Friday, August 15, 2014

Defending Freedom of Speech When It's Actually Threatened


The events in Ferguson, MO, are appalling for a number of reasons. Let me understate it by saying when citizens are trying to get answers for why police shot an unarmed kid and left his body lying in the street, it is overkill for a militarized police force to fire rubber bullets and tear gas into crowds of unarmed protestors. Many others have more incisive takes on all this than I will ever have and I leave it to them.

However, one thing that does strike me is the very real abuses of the First Amendment in all this. Two reporters were arrested after taking pictures of police officers in a McDonald’s. The police fired tear gas into a network’s camera crew and dismantled their equipment. These are real examples of the government arresting and/or harassing journalists to prevent them from doing their jobs of keeping the public informed, not to mention harassing the unarmed public from assembling.

I’m sure plenty of people are outraged about this, given what I’ve been reading. I’m also sure that the outrage will be nothing compared to the sustained howling that happened during a completely imaginary First Amendment violation: When the network suspended Duck Dynasty after its cast said some unsavory things.

Remember that? First Amendment Weekend Warriors were screaming about how that reality show star’s freedom of speech rights were violated.
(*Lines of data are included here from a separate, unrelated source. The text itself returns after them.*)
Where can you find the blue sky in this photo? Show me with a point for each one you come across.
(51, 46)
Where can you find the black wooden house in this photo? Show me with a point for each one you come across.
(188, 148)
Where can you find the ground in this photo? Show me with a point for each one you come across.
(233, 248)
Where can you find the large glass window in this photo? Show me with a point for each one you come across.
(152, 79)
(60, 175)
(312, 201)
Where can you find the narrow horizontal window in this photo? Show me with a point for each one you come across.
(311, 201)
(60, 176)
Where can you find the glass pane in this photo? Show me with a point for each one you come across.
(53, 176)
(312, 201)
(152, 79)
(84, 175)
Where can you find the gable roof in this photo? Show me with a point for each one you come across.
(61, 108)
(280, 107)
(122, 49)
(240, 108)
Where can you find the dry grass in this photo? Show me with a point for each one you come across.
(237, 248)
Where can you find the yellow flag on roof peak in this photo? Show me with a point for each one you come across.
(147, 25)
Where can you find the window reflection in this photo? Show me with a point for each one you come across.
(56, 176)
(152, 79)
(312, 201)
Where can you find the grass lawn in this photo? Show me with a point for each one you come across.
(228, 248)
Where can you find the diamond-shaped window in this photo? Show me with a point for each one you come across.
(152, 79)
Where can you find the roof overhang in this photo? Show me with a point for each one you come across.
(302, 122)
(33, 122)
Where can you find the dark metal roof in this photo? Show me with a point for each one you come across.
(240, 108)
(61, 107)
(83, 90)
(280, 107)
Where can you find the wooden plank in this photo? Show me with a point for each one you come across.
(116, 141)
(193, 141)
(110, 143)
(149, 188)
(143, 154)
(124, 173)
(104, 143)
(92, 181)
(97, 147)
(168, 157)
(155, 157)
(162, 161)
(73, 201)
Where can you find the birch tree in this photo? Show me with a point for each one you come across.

Was he rotting in some gulag somewhere after being convicted in a show trial and nobody ever heard from him again? No, the show just went off the air for awhile. Nobody suppressed this guy’s freedom of speech. The worst thing that happened was a few weeks of reruns. Compare that to the Tiananmen Square in Missouri.

There simply was no First Amendment violation in the case of Duck Dynasty and to believe otherwise is to be willfully ignorant of what our foundational American rights actually entail. These are the people who start arguments online and when someone challenges them, they say, “You can’t tell me to shut up!!1! Ever heard of a little thing called the Constitution?!!!???!!” In short, the duck guy can’t be arrested for saying what he said but the network was well within its rights to deny him a platform. Speech is free; airtime is not.

It strikes me that we are much more passionate about defending the speech that entertains us and disrupts our reality TV shows than about defending speech when its suppression threatens the public good in a real way. The fact that police in riot gear with anti-landmine vehicles are threatening the public and journalists is just one of the horrific things going on in Ferguson and I hope it gets much more attention than some hirsute people who make duck-related products.